価値判断と意思決定に関して,価値システム学構築の展望を論じるのが目的である.価値システム学は,理論と実践の融合と,文理融合という大きな特徴を持つ.そこで,本講義では全体を2群に分け,それぞれの特徴について深く掘り下げた議論をおこなう.特に本年度は「幸福・平等」という共通テーマについて議論を行う.前半は理論と実践の融合に焦点をあて,後半は文理の融合に焦点をあて,議論をおこなう.受講者は,専攻教員が価値システム学という新しい領域をどのように設計し,つくりあげているのか,複眼的な観点から学習することができるであろう.そして受講者自身が築きあげるのはどのような価値システム学であるのか,意義深い洞察を得ることになるだろう.
講義日程
理論と実践の融合グループ
4月11日 桑子 社会的合意形成とプロジェクト・マネジメント
4月18日 上田 「日本的世間」と幸福
4月25日 伊藤 観客参加型アートについて
5月 2日 金子 実定法と幸福・平等の概念
5月16日 蟹江 持続可能な開発と幸福・平等
5月23日 モートン 近代日本歴史における災害の解釈学
5月30日 谷口 社会調査にみる現代日本人の幸福感・平等感
6月 6日 前半 総合討議,大学院TA進行
文理融合の方法論グループ
6月13日 江川 現場に学ぶ
6月20日 猪原 合意形成の手法 - 幸福・平等・効率
6月27日 木嶋 意思決定のプロセスと構造
7月 4日 今田 文理融合のアプローチ
7月11日 劉 比較文学比較文化の原理とその方法Ⅰ
7月18日 戦 比較文学比較文化の原理とその方法ⅠⅠ
7月25日 後半 総合討論,大学院TA進行
7月29日(月)レポート提出期限
参考文献(この参考文献情報は過去掲載のものです2013年は更新していません)
蟹江
・西岡秀三編著「日本低炭素社会のシナリオ:二酸化炭素70%削減の道筋」日刊工業新聞社、2008年
・茅陽一編著「低炭素エコノミー:温暖化対策目標と国民負担」日本経済新聞出版社、2008年
徃住
・徃住彰文 (2001) 認知的感情の構造と文学テクスト理解.認知科学, 8, [4], pp.369-375.
猪原
・THE GIFT OF THE MAGI, O. Henry, http://www.auburn.edu/~vestmon/Gift_of_the_Magi.html
・賢者の贈り物(The Gift of the Magi),オー・ヘンリー(O. Henry)作 ,結城浩訳)http://www.hyuki.com/trans/magi.html
・猪原健弘, 「賢者の贈り物」の分析~標準形ゲーム理論と社会ネットワーク理論の融合~, 東工大クロニクル, No.403, http://www.titech.ac.jp/publications/j/chronicle/403/403-7.html
・Relational dominant strategy equilibrium as a generalization of dominant strategy equilibrium in terms of a social psychological aspect of decision making, European Journal of Operational Research, Volume 182, Issue 2, 16 October 2007, Pages 856-866.

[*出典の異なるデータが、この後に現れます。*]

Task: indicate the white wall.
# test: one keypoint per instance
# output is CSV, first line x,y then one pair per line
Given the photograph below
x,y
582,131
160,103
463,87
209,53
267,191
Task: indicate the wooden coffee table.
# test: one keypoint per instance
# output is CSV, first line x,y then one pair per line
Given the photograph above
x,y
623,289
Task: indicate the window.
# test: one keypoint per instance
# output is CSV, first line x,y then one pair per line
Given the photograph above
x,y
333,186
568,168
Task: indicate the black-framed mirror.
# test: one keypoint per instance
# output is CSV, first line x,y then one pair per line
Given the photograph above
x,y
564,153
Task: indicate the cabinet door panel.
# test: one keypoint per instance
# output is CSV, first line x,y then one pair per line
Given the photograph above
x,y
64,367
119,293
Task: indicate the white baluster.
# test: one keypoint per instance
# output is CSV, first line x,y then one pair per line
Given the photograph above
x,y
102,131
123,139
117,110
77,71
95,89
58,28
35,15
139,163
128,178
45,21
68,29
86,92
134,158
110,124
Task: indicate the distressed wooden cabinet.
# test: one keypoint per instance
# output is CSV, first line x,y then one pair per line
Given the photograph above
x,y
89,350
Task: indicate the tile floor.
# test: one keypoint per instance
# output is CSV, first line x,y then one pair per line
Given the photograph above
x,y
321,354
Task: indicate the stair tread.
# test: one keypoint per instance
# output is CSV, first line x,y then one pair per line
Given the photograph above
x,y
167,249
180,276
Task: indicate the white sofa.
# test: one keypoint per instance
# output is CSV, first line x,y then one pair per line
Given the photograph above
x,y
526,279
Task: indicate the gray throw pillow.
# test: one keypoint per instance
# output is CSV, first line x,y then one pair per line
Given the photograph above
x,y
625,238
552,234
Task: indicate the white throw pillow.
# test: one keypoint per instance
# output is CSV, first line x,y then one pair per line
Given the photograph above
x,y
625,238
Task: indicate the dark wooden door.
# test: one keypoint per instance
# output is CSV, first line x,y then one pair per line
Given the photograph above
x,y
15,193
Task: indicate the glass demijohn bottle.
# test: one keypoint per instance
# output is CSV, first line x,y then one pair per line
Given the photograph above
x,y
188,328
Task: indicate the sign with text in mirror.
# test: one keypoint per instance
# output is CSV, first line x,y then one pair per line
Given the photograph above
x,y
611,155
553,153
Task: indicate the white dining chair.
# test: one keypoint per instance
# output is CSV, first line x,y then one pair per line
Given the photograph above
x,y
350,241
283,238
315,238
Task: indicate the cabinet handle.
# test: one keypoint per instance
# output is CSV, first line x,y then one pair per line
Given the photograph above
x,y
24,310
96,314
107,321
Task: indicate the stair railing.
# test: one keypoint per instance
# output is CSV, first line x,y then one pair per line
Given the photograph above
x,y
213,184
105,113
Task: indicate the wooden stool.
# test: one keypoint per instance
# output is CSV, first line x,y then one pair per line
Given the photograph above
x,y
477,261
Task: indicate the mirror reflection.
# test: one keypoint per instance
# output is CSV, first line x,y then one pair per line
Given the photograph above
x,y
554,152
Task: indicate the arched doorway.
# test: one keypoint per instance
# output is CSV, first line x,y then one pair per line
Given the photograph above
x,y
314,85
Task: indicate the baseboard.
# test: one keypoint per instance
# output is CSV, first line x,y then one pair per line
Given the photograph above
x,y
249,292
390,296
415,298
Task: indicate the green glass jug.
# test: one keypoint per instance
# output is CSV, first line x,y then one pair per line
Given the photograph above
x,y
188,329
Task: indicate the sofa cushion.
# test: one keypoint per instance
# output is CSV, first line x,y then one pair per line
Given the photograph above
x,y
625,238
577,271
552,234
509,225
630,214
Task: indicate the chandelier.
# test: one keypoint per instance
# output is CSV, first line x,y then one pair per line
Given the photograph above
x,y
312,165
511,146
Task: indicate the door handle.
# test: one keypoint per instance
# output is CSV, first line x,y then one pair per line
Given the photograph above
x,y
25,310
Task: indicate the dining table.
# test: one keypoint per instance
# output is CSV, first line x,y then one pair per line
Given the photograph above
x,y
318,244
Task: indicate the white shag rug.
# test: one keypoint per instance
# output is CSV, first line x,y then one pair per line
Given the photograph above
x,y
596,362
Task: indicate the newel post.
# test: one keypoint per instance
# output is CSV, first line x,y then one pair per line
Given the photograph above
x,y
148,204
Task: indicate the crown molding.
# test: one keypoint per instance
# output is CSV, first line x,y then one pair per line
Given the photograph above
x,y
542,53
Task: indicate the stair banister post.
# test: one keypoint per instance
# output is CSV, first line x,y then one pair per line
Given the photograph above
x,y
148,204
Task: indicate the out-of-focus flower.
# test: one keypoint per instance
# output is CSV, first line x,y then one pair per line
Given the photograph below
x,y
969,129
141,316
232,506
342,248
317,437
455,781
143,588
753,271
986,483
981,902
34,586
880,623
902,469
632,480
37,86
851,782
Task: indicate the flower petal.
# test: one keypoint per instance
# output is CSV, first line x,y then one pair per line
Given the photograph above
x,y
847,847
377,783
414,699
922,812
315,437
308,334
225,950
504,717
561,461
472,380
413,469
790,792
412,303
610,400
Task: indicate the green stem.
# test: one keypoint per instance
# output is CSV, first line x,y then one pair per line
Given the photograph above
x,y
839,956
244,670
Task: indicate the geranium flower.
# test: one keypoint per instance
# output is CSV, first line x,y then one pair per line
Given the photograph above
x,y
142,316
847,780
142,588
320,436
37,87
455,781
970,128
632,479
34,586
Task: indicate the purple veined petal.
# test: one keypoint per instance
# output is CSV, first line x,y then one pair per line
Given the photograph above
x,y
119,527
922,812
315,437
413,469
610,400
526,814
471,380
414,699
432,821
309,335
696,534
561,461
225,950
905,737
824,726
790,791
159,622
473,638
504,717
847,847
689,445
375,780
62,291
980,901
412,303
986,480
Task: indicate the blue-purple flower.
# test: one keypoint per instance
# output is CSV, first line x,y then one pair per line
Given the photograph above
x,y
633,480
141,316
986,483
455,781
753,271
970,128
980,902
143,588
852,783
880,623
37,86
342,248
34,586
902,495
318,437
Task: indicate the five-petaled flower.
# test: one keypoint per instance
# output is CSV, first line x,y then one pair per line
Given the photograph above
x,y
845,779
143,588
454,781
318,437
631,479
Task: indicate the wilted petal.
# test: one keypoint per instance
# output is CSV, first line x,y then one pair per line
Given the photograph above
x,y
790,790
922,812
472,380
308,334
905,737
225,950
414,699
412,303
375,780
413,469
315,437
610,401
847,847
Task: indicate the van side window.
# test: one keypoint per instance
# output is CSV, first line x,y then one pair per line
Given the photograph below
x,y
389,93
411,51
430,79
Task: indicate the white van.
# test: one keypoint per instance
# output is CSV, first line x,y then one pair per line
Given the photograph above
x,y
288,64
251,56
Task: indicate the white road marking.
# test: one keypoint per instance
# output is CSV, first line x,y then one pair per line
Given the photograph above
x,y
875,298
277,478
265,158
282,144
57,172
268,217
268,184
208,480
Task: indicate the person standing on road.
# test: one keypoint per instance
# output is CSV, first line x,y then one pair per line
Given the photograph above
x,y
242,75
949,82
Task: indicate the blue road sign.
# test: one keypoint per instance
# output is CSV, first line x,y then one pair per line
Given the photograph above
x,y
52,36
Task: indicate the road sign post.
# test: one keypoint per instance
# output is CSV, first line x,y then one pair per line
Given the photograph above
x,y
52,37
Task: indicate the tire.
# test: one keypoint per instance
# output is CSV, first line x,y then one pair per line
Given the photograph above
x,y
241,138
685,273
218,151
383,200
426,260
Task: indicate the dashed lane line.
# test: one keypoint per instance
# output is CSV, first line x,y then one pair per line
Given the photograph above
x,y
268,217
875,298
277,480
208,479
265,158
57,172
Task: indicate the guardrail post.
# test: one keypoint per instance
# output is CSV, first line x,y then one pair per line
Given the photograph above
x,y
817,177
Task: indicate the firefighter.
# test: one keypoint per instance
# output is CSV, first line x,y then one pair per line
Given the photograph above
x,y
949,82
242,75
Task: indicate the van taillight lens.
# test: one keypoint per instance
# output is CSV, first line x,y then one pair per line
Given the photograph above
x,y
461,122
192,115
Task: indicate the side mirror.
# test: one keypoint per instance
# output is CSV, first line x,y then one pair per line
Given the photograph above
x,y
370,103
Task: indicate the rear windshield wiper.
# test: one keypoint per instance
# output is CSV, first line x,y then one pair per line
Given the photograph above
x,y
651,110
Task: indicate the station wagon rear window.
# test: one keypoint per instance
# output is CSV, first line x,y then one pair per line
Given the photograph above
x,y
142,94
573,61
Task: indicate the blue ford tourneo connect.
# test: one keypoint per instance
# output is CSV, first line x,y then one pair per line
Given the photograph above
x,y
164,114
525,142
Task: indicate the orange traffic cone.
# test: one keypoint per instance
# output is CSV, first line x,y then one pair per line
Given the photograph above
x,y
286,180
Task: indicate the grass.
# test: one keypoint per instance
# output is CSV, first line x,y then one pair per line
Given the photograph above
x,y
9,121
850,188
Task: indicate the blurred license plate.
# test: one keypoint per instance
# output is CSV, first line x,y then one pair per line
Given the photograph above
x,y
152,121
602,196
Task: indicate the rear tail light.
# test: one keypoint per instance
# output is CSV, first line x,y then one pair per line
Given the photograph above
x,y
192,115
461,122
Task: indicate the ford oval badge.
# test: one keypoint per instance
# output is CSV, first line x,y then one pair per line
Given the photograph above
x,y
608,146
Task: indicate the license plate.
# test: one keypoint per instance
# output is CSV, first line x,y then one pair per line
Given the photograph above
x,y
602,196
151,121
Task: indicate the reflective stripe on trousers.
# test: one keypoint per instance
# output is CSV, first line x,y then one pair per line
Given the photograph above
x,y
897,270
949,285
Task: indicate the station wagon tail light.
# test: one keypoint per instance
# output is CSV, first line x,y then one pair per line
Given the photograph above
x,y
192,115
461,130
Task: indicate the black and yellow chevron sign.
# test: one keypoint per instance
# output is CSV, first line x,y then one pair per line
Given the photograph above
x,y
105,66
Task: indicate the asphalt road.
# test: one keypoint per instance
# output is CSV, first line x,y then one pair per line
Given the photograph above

価値システム専攻生および価値システム専攻を副専門とする者だけが履修できる.
出席点とレポートで行う.
1) 成績は出席状況とレポートによって評価する.重みづけはそれぞれ0.5である.
2) レポート課題:自分の関心がある研究テーマを前半と後半それぞれのグループから一つずつ選び,前半と後半それぞれの総合討論での議論を考慮に入れた上で,合計2本の独立したレポートを作成せよ.選んだテーマに対する価値システム学的アプローチを述べ,有効性と限界について議論せよ.各2,000字以上.A4サイズ(1枚1,000字程度)で提出.図表は1枚200字で換算.
3) レポートを提出する教員の指定:2本それぞれのレポートについて,グループの中で自分の選んだ研究テーマに関連している教員2名を選び,表紙に明記し,提出すること.レポートの評価は,①講義内容の理解,②講義相互間の関連性について考察,③考察の深さ・独自性,により行う.